Blackdog by KV Johansen (Pyr, 2011)
Whilst an established Canadian author of children’s sf and fantasy novels, Blackdog marks Johansen’s first foray into epic fantasy. The novel focuses on Attalissa, a goddess re-incarnated as a young girl, and her protector, the titular Blackdog, a spirit that possesses human hosts, as they attempt to deal with the threat of a powerful evil wizard who is attempting to consume the goddess’s power.
On the surface, it appears to have all the elements of a great epic fantasy: cosmic conflicts between good and evil, multiple character perspectives interweaving into a grander narrative tapestry, fascinating hints of legendary backstory and a diverse world setting. Unfortunately Blackdog does not quite live up to its promise since these elements never quite cohere. The story does not seem to know which it would rather be; a gentle, intimate tale following the coming-of-age of the young goddess incarnate or an epic battle between vast supernatural forces. In trying to be both, it has succeeded at neither.

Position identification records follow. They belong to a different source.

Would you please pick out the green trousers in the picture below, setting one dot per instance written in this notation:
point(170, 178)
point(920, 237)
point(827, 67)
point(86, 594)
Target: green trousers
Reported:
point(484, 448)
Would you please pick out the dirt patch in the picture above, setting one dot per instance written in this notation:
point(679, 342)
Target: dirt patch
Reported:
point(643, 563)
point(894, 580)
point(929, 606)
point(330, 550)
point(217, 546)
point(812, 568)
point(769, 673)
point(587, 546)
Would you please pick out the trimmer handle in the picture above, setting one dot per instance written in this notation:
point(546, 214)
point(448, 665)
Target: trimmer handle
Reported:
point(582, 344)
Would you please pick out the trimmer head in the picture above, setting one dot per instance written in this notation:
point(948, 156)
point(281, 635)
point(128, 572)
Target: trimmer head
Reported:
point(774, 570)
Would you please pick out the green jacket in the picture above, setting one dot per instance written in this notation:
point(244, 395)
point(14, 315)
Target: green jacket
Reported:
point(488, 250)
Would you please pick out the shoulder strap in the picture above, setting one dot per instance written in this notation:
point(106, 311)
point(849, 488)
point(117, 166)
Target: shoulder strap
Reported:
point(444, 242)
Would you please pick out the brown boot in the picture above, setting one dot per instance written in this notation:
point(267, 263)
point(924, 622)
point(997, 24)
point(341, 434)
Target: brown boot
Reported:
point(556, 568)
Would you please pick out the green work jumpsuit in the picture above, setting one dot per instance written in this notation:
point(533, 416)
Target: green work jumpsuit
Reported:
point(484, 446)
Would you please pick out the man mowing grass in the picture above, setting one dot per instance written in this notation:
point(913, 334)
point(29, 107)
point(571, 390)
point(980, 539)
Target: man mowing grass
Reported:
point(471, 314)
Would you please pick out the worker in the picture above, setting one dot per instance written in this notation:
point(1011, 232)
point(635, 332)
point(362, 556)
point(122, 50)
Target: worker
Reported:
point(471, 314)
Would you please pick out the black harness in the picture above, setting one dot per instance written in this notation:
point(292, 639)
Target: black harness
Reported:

An illustration of this concerns the Blackdog himself. While he is the eponymous character, the narrative vacillates unevenly between his role as guide and protector, reducing him to the position of supporting companion, and the exploration of his ‘curse’ and his repetitive struggles to overcome it. Indeed, even the character development concerning Blackdog will disappoint most, as all the twists and turns are heavily foreshadowed and never surprise.
Disappointingly, the world and story are told to the reader, rather than shown, resulting in a feeling of thinness and lack of texture. For a book of some 540 pages there is a surprising lack of detail, as plot, action, world building and character development are sketched rather than explored. The plot itself is simplistic, banal and so heavily foreshadowed that there are few, if any, surprises. The shifting of narrative focus between the personal narratives and the larger plot leads to both feeling lamentably underdeveloped. The climax of the plot is overly neat and split between the straightforward coming-of-age narrative and the obvious, underwhelming grand battle. When the disparate elements finally collide, it creates a sense of forced artifice rather than natural convergence.
In terms of action, there are few battles or fights and those included are hastily passed over and never approach ‘epic’ in nature. There is little tension in the short sequences and almost no sense of the viciousness of battle or the emotional repercussions of loss and death. While great authors can evoke much with simple descriptions, Johnasen never gives the reader the page length to fully immerse themselves in the action, and seems more inclined to skip over action sequences in favour of more bland character interaction.
This blandness affects the world itself as there is no real distinction drawn between the various locales, regardless of the radically different terrains. For a novel that traverses various locales, including desert, steppes, foothills and mountain tops, there is almost no real variance in how the world appears or is described. In fact how the characters interact with their surroundings and feel about the various landscapes is uniformly mundane. No matter where they are, each of the characters acts in exactly the same way, and it is seems a missed opportunity to explore the richness of the world that Johansen has built.
The characters are rarely distinctive and very few are developed beyond stereotypical or function-driven roles. Those few interesting characters are inevitably underused and underdeveloped. However, a major point in Johansen’s favour is her treatment of sexuality as she seamlessly integrates non-heterosexual characters into her world in a subtle display of acceptance without the use of gratuitous sex scenes or heavy-handed narrative underlining.
Two minor characters in this novel, Moth and Mikki, are the most interesting of the bunch, primarily because something is left to the reader’s imagination and their backstory is not painstakingly delivered as exposition. However, due to the fact that they are indeed minor, they are not really a selling point of this novel, although seeing them in later books would be great.
While Blackdog is not good as it falls short of both YA and Epic fantasy, it is inoffensively mediocre and tediously predictable rather than truly abysmal.